Details We have a variety of point cloud data sets (from the same source) available for me to use for testing. Some of my co-workers also develop a tool that can be used to generate point cloud data as another possible data source (whether for testing or use in a deployment environment).

We need to be able to use these point cloud data sets to generate elevation data, possibly on the fly, for use in a geospatial application. I'm trying to determine the best tool to use that would give us the balance of capabilities and performance and ease of integration into our Python-based back-end we use to query other geospatial data sets.
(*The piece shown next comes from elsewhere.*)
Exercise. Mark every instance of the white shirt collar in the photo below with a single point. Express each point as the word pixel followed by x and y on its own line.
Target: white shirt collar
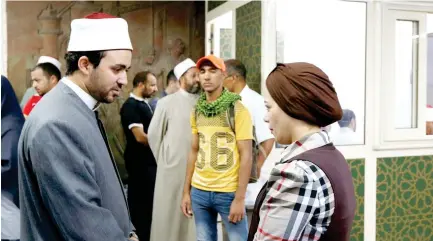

Issues I'm struggling to understand how exactly I need to configure the ingestion (i.e. entwine build ...) process to ensure it can successfully chew through ~7.5 billion data points - and that's just a small sample of what we need to support. Ideally, we'd store the coordinates in EPSG:4326 since we're already using that SRS for querying our existing geospatial data sets, but another SRS would suffice since we'd be able to convert the query coordinates to the data set's SRS beforehand if necessary.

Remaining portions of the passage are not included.